Remember that horse manure was piled 60 feet high in some cities (New York); and horse shit, ladies and gentlemen, was the actual beginning of modern planning.
The first planning convention in the world was convened around the topic of the worldwide gross excess of equine manure and its corollary, ground-up khaki-colored manure dust that coated everything, including the interiors of people’s lungs.
How did we get here from closets? – I told you that classic planning was holistic!!

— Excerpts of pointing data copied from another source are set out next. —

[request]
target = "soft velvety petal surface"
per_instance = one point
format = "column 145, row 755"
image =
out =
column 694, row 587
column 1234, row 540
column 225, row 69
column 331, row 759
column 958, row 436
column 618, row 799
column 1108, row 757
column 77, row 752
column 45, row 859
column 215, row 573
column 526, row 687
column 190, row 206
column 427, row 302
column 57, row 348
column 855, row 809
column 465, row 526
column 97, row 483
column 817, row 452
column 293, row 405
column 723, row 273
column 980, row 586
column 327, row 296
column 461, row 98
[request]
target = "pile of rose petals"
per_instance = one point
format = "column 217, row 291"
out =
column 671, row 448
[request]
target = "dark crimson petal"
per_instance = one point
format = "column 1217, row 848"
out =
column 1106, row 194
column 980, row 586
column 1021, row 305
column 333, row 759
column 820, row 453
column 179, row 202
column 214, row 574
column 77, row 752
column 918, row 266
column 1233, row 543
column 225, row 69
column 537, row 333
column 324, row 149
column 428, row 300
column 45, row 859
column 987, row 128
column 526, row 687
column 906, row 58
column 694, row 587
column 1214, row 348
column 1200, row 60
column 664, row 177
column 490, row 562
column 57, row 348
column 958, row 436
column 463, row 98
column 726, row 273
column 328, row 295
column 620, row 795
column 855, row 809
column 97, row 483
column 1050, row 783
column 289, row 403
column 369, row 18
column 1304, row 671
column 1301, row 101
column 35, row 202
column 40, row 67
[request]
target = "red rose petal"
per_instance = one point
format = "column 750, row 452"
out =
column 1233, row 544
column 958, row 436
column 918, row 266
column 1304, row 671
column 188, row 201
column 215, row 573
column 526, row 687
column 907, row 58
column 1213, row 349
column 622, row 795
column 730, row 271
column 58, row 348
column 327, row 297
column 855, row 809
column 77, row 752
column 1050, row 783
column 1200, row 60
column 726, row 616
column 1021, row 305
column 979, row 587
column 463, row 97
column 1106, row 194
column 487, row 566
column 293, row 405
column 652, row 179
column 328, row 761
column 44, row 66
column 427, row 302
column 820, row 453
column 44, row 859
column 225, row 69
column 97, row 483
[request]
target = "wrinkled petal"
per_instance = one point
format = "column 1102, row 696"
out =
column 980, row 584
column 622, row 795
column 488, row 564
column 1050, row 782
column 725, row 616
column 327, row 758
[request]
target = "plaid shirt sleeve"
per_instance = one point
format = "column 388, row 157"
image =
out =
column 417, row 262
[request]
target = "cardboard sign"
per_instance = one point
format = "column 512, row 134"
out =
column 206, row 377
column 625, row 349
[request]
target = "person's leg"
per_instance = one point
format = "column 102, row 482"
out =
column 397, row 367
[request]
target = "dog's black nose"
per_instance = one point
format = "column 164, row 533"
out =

Thank you, Nir! The most intense collection of curious information about houses and aspects of living you never really thought about can be found in At Home: A Short History of Private Life, by Bill Bryson. Seth Weine, a New York City literary sleuth when not working at the headquarters of the Institute of Classical Architecture & Art, tracks down books of interest to classicists, with links. He surely must have listed Bryson’s book noted above on one or another of his lists addressed to TradArch members. He also has just sent in some good thoughts on closets, which I reprint below, along with the pertinent link. He writes:
What were some of the earlier – at least last century’s – approaches to closet interiors, storage, and cabinets? Here are some answers (some of which are still clever enough, or well-thought-out enough, that you might want to consider using them today).
And you will have fun with this! [The link is at the end.]
Stowed Away: A Peek Into Closets of the Past
And who could not love a selection (which is included in the article) with this title:
The Shelving With Brains
What’s great about this article (and the series of which it is part) is that you can actually enlarge each of these catalogs, and then go through them, page-by-page.
An utterly fascinating resource.
But wait! There’s more! Where George Carlin Puts His Stuff.
I wonder if closed cupboards were originally needed in cold climates, so that is where they largely exist today I still need hooks on a wall near the front door to hang sunhats and umbrellas, but not what you would call solid furniture. .
George carlin and his stuff
Hilarious stuff, Olin. I have attached it to my post. Thank you!